VI. Pemeriksaan Kumarin

a)      Ekstrak metanol atau ekstrak dari simplisia tumbuhan dapat dideteksi keberadaan kumarinnya dengan cara ekstrak etanol atau metanol dari contoh kromatografi lapis tipis, dengan menggunakan eluen etil asetat atau etil asetat : metanol (9:1) atau (8:2). Dibawah sinar ultraviolet gelombang panjang 360 nm kumarin biasanya akan berfloresensi biru dan kalau noda ini diberi uap ammonium akan terlihat noda yang berwarna kuning.

 

Video terkait praktikum :

 

Permasalahan :

1.      Mengapa terjadi proses dekantasi saat dilakukannya pemeriksaan alkoloida ?

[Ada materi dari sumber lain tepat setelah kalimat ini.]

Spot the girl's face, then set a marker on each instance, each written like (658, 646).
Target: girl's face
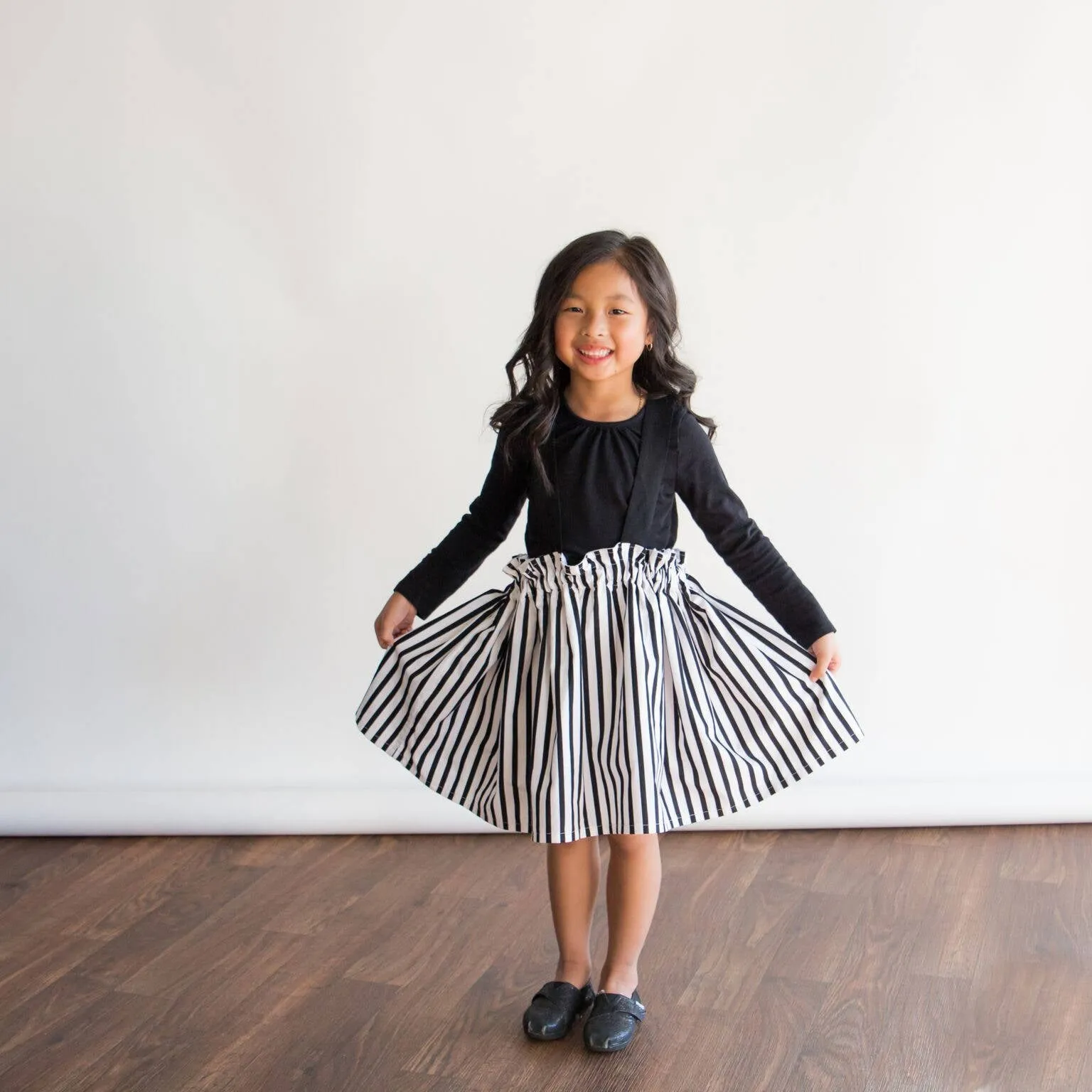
(603, 311)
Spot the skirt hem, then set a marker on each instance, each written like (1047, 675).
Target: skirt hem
(601, 831)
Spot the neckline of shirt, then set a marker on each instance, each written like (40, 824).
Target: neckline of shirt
(566, 409)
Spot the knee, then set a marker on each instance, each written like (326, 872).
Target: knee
(633, 843)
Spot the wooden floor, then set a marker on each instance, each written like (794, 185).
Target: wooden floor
(886, 960)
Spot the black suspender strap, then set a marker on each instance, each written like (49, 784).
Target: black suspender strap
(655, 434)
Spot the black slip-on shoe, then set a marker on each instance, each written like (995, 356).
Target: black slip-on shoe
(614, 1021)
(555, 1008)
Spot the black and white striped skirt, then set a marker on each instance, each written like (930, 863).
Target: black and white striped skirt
(611, 695)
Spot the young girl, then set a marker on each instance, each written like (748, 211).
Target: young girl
(604, 692)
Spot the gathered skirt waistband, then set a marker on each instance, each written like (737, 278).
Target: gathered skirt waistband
(658, 567)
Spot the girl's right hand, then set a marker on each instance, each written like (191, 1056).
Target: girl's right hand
(395, 619)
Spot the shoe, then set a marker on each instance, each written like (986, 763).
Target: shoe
(614, 1021)
(555, 1008)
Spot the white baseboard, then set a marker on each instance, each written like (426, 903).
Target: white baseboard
(415, 809)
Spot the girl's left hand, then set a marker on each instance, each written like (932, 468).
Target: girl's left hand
(825, 652)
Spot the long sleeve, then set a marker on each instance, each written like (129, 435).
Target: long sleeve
(491, 515)
(739, 541)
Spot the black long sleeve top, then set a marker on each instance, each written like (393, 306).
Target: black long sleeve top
(596, 464)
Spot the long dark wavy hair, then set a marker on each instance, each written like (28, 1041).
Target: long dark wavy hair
(528, 415)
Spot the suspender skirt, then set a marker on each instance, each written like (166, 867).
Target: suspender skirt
(611, 695)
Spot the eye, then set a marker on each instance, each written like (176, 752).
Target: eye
(574, 307)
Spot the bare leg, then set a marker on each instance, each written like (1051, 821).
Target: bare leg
(633, 890)
(574, 873)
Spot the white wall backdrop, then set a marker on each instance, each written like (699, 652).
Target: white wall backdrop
(260, 269)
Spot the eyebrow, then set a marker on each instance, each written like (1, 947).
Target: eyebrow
(617, 295)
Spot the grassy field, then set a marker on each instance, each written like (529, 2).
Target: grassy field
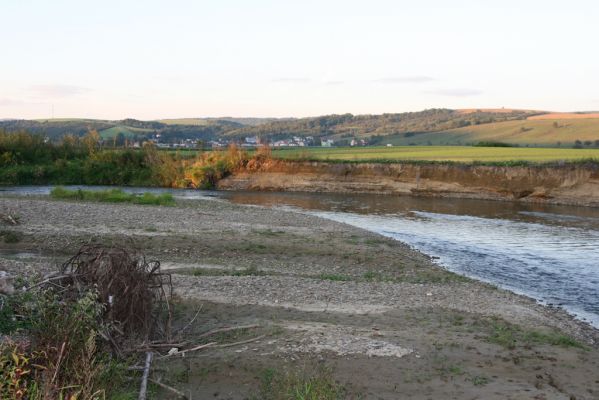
(113, 196)
(185, 121)
(541, 133)
(127, 131)
(439, 153)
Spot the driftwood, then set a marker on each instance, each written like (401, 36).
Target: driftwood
(169, 388)
(134, 290)
(180, 353)
(144, 380)
(9, 219)
(222, 346)
(227, 329)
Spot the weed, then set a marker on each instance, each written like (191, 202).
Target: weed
(511, 336)
(10, 237)
(113, 196)
(335, 277)
(480, 380)
(299, 385)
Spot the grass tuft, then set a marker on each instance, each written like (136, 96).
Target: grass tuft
(113, 196)
(299, 385)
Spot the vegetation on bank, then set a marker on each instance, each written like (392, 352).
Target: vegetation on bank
(27, 159)
(113, 196)
(496, 155)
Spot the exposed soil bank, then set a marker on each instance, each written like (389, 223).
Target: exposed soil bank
(566, 185)
(389, 322)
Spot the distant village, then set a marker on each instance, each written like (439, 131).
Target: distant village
(250, 142)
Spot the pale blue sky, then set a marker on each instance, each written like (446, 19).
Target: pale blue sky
(183, 58)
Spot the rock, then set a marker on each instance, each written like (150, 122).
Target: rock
(6, 283)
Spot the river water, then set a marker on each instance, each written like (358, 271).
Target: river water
(550, 253)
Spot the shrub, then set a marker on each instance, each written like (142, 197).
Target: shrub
(113, 196)
(299, 385)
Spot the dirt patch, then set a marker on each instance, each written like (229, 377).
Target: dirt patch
(302, 280)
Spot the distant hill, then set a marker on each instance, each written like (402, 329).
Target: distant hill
(130, 128)
(240, 121)
(428, 127)
(344, 127)
(530, 132)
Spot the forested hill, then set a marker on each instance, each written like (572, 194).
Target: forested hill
(369, 126)
(339, 127)
(131, 129)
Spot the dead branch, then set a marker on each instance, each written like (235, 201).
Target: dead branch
(222, 346)
(180, 353)
(9, 219)
(144, 380)
(190, 322)
(172, 389)
(228, 329)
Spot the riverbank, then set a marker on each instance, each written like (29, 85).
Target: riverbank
(570, 184)
(386, 319)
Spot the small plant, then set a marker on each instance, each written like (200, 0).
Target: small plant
(10, 237)
(299, 385)
(479, 380)
(113, 196)
(511, 336)
(334, 277)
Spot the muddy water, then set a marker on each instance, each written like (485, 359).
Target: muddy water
(550, 253)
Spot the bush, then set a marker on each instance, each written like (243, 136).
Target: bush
(113, 196)
(493, 144)
(294, 385)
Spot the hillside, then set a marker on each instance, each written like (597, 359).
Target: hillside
(344, 127)
(531, 132)
(129, 128)
(428, 127)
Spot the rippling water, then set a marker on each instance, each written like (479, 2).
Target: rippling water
(549, 253)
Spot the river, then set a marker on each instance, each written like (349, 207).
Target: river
(550, 253)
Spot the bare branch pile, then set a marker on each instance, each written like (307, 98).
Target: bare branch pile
(135, 292)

2.      Menurut anda bagaimana cara kita memeriksa kumarin jika kita tidak menggunakan alat kotak sinar UV? Apakah bisa kita lakukan dengan menggantikannya dengan alat atau sinar yang lain?

3.      Kenapa perlu penambahan asam sulfat dalam percobaan skrinning fitokimia untuk uji senyawa organic steroid/terpenoid?